The last two weeks, I didn't turn her, but in the back of my mind, I had this subconscious guilt. When I finally did, I felt this massive relief. It was like a huge weight off my shoulders. It's crazy. I never imagined having a relationship with eight boxes of compost. My wife doesn't know; I feel like she'd think less of me as a human being.
For a while, we were putting corn in there and I guess the husks would dry out and become carbon. Having too much carbon in there would make her inactive. But when you start putting more fresh compost in, you always need to remember to put more carbon in. You can always add wood chips. Or grass.
On Saturday nights, I go out to visit the compost after service. It's sort of like zen time for me. It's so nice out here, especially in the summer at dusk. After you've had a crazy service, it's nice to look back into the restaurant and see all the guests having a great time. When the guys are cleaning down, I'm out here with her.
Sometimes, she doesn't always want 50 percent. She's a moody bitch. There were two weeks where I didn't turn her because I was pissed off at her. I turned her last week. I seriously think about her every day.
Compost is so important for Amass. We have not thrown one piece of organic waste into the garbage since we opened. Only bones, onions, and lemons. Those are too acidic and you can't use them. We give all of our green kitchen waste to Christina, who raises the chickens that we get our eggs from. Her eggs are amazing in the summer because the chickens eat grass, but in the winter, they can't because it's too cold. This allows her to feed them all year long.
Earthworms are the other things that you develop a relationship with. We bought 500 from Germany. They come in a little bit of dirt. Before they arrive, you take some kitchen waste and let it decompose a little bit. Then, you mix it with shredded cardboard and throw them in there. The bottom box is white, and on top of that is a stackable box with tiny little holes that houses all the dirt, kitchen waste, and earthworms. Those little guys start to go mental. They eat everything—all the way through the waste and cardboard, all the way up to the third box. That box has bigger holes in it. They leave behind dirt. So much moisture is developed in the process that it drips down into the bottom box, so we aerate it with a fish pump so it doesn't ferment. We use that liquid to make the tea that feeds the plants in our greenhouse. We take the compost from the last box, and mix it with the worm drippings and some water. Then, we aerate it, make it come alive, and use that to spray on the plants in the greenhouse.
I never thought about doing stuff like this in the States. Roberta's in Bushwick has managed to do some fantastic things, but they have a very unique location with a big lot that they bought next to them. In the United States, you can never be this close to nature inside a city. When I saw it, I was like What the fuck? To have a restaurant in Copenhagen on the waterfront with a large backyard and a full working garden is crazy. I've never heard of that anywhere else with something like that besides Roberta's. And they fought for it.

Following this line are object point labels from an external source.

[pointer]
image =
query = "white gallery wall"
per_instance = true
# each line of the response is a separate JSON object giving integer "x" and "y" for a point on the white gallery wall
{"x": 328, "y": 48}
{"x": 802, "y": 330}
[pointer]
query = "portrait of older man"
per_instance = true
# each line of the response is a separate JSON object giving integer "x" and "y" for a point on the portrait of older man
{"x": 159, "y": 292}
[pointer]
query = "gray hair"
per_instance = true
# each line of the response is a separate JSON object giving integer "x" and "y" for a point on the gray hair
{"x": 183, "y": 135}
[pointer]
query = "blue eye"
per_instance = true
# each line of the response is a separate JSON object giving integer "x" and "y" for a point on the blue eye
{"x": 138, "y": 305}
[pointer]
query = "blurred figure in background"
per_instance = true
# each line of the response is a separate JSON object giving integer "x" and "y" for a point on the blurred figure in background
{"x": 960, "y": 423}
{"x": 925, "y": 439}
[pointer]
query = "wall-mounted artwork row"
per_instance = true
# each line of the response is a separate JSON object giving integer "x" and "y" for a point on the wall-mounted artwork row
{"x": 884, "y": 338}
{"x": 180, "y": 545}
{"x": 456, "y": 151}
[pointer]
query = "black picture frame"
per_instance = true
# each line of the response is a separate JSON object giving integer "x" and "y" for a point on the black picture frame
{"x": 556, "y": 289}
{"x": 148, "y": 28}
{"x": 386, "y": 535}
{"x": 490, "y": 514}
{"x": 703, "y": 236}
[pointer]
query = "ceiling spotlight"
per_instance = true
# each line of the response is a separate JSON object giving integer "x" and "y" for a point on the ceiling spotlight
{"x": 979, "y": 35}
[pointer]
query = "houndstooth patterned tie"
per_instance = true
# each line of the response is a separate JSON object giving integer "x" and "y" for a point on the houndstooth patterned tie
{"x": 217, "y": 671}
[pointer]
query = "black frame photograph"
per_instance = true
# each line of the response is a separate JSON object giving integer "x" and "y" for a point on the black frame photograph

I'm pretty close with the earthworms. It's like I'm raising them. At some point, the carbon balance was off and every time I turned the dirt, I'd find these shriveled up earthworms. They kept dying. I started stressing out. I called my mate, Mikkel, who knows about these sorts of things, and he was like, "I'll be right over." He brought this weird nutrient spray that kills the fungus and started spraying it in there. We managed to resuscitate them. Two weeks later, I reached in and found that it was exploding with earthworms.
All of these things are supposed to be soothing—making compost, turning compost, and raising earthworms. I'm not going to lie, because I find a way to stress about them. But I'm not the only one: there are a lot of people in Denmark that are obsessed with earthworms. There was a guy in his mid 50s who ate at Amass four months ago and was a proper earthworm expert. That's all he wanted to talk about. In some strange way, it made me feel a lot better about myself.
I don't really have that many friends I can talk with about these things, you know?